Requirements#
Hardware#
The bundled GPU profiles target a single NVIDIA RTX PRO 6000 Blackwell workstation GPU or an NVIDIA DGX Spark, both of which have enough VRAM to run the full model stack locally. These profiles are turnkey presets, not a hardware allowlist: you can run on other NVIDIA GPUs by tuning the per-server GPU-memory split. Refer to Running on other GPUs below.
If you prefer not to run models on local hardware, model endpoints are plain URLs: point the worker configuration at a cloud NIM or model endpoint and no local GPU is required for the agent or XR-Media-Hub.
Sample |
Local VRAM needed |
|---|---|
model-servers (all 4 models) |
~70 GB |
simple-vlm-example (standalone) |
~23 GB |
xr-render-demo (requires model-servers) |
~70 GB (models) + ~2 GB (hub/TTS) |
Hub only |
none |
Software#
Requirement |
Version |
Notes |
|---|---|---|
OS |
Linux |
Ubuntu 22.04 / 24.04 recommended |
Python |
3.11 or 3.12 |
3.10 and 3.13 are not supported |
latest |
dependency manager used by all samples |
|
NVIDIA driver |
570+ |
required for local model inference |
Docker |
24+ |
required: all vLLM-backed services (LLM, VLM) run in |
NVIDIA Container Toolkit |
latest |
required: gives Docker access to the GPU. Without it, |
npm |
18+ |
required for xr-render-demo: the orchestrator builds the web vendor bundle on first run |
uv handles all Python dependencies per-sample — no global pip install or
virtual-environment setup needed. If you do not have it:
curl -LsSf https://astral.sh/uv/install.sh | sh
The NVIDIA Container Toolkit install is one-time per host. Follow the official install guide and run the CDI / runtime-configure steps from there:
Quick smoke-test once installed:
docker run --rm --gpus all nvidia/cuda:13.0.3-base-ubuntu24.04 nvidia-smi
GPU-profile prerequisites#
Install before uv sync for these targets:
DGX Spark (
xr-render-demo/yaml/spark/):sudo apt install python3-dev
All GPU profiles default to vllm_backend: docker, so the vLLM container ships
nvcc + FlashInfer. If you switch a profile to vllm_backend: pip, refer to the
troubleshooting guide for the host CUDA toolchain prerequisite.
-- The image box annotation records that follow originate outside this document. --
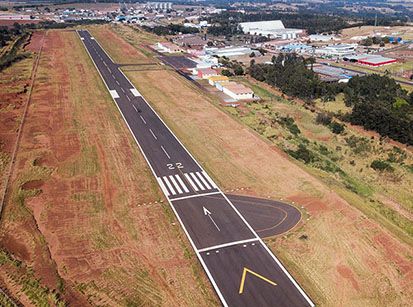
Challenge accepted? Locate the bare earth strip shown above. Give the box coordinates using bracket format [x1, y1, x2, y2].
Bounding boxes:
[1, 31, 217, 306]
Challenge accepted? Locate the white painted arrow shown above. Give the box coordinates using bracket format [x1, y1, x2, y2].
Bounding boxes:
[202, 207, 221, 231]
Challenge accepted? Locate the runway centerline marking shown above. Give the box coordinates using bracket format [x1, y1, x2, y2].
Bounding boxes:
[169, 192, 221, 201]
[198, 238, 259, 253]
[149, 129, 158, 140]
[161, 145, 171, 160]
[139, 115, 146, 125]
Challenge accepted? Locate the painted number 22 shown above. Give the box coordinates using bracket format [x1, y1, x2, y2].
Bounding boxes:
[166, 162, 184, 169]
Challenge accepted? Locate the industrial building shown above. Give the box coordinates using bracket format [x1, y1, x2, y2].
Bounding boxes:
[196, 68, 218, 79]
[343, 54, 397, 66]
[204, 47, 252, 58]
[222, 82, 254, 100]
[146, 2, 173, 10]
[208, 76, 229, 86]
[156, 42, 182, 53]
[315, 44, 358, 58]
[240, 20, 303, 39]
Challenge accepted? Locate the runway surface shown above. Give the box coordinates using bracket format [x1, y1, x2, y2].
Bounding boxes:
[78, 31, 314, 306]
[225, 194, 301, 238]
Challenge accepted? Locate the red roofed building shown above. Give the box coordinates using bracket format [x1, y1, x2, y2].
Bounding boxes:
[197, 68, 218, 79]
[358, 55, 397, 66]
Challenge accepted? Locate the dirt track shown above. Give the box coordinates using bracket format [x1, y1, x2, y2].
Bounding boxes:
[0, 31, 216, 306]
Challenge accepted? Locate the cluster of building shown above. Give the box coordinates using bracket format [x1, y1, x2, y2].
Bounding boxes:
[193, 68, 256, 101]
[240, 20, 304, 39]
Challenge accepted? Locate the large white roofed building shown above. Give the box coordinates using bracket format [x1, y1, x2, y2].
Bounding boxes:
[240, 20, 303, 39]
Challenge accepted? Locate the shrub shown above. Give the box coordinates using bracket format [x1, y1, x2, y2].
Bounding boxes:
[315, 112, 333, 126]
[370, 160, 394, 172]
[328, 122, 344, 134]
[287, 144, 316, 164]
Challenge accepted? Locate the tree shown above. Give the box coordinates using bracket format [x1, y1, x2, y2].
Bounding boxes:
[221, 69, 233, 77]
[329, 122, 344, 134]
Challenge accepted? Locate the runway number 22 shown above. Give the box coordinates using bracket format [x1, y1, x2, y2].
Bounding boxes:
[166, 162, 184, 169]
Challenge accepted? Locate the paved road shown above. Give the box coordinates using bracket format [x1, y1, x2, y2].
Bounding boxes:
[78, 31, 313, 306]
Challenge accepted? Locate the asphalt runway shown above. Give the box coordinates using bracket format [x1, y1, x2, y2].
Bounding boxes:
[78, 31, 314, 306]
[224, 194, 301, 238]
If uv sync or the VLM fails on first run, refer to the troubleshooting guide.
Running on other GPUs#
A profile (agent-samples/model-servers/yaml/<profile>/) is a convenience preset
that pins two knobs per model server so the stack fits a known configuration:
cuda_visible_devices— which physical GPU each server runs on (for example, thedual_48G_adaprofile places some servers on GPU0and others on GPU1).gpu_memory_utilization— the fraction of that GPU’s VRAM the server may use. Several servers share one GPU, so each takes a slice (for example,0.43), and the slices on a given GPU must sum to less than1.0.
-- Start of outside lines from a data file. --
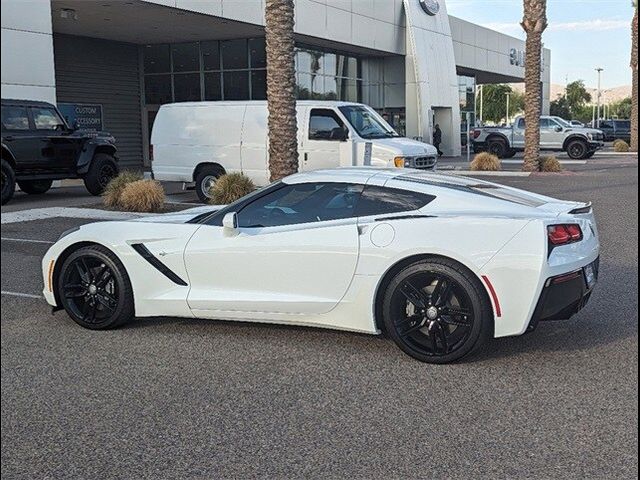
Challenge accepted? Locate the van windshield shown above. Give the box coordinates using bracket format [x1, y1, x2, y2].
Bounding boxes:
[339, 105, 400, 139]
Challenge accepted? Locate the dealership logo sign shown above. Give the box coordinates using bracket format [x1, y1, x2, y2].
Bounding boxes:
[420, 0, 440, 15]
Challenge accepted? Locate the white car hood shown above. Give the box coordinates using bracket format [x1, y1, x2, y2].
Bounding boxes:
[372, 137, 438, 157]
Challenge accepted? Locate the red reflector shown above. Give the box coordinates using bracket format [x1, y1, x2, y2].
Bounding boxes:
[547, 223, 582, 245]
[482, 275, 502, 317]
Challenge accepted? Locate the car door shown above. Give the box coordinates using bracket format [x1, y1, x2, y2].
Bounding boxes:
[2, 105, 42, 169]
[185, 183, 363, 317]
[30, 106, 81, 172]
[301, 108, 348, 170]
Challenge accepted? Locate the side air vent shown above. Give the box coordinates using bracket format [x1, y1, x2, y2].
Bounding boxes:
[131, 243, 187, 287]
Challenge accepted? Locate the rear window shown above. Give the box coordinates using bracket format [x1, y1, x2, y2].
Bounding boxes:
[356, 185, 435, 217]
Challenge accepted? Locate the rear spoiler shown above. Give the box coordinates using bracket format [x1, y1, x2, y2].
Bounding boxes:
[569, 202, 593, 215]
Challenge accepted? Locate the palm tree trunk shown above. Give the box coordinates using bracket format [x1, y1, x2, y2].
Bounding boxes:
[265, 0, 298, 181]
[522, 0, 547, 172]
[629, 0, 638, 152]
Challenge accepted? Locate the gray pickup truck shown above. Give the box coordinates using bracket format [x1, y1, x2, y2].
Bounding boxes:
[472, 116, 604, 160]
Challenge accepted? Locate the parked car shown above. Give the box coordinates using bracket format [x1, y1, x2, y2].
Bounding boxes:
[151, 101, 438, 202]
[598, 120, 631, 143]
[2, 99, 118, 205]
[42, 167, 600, 363]
[473, 116, 604, 159]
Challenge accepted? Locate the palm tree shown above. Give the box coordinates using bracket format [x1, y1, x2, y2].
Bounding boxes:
[521, 0, 547, 172]
[630, 0, 638, 152]
[265, 0, 298, 181]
To run on a GPU that is not one of the presets, copy the closest profile directory and adjust those knobs to your hardware:
Set
cuda_visible_devicesin each server’s YAML to your GPU index, or spread the servers across the GPUs you have.Tune
gpu_memory_utilizationper server so the slices on each GPU fit its VRAM. Lower the values if a server fails to start with an out-of-memory error; raise them if you have spare VRAM.On lower-VRAM GPUs, run fewer models concurrently, or lower
max_model_lenon the LLM and VLM servers to reduce the KV-cache footprint.
Note
The model weights are independent of the GPU. Any NVIDIA GPU with enough VRAM for the models you load will run the stack; the profiles only encode where each server lands and how much memory it claims.
Network#
Open the firewall ports listed in the networking guide before connecting from another machine.
Warning
UDP 7882 is a silent-failure path: signaling succeeds but media frames are dropped if it is closed.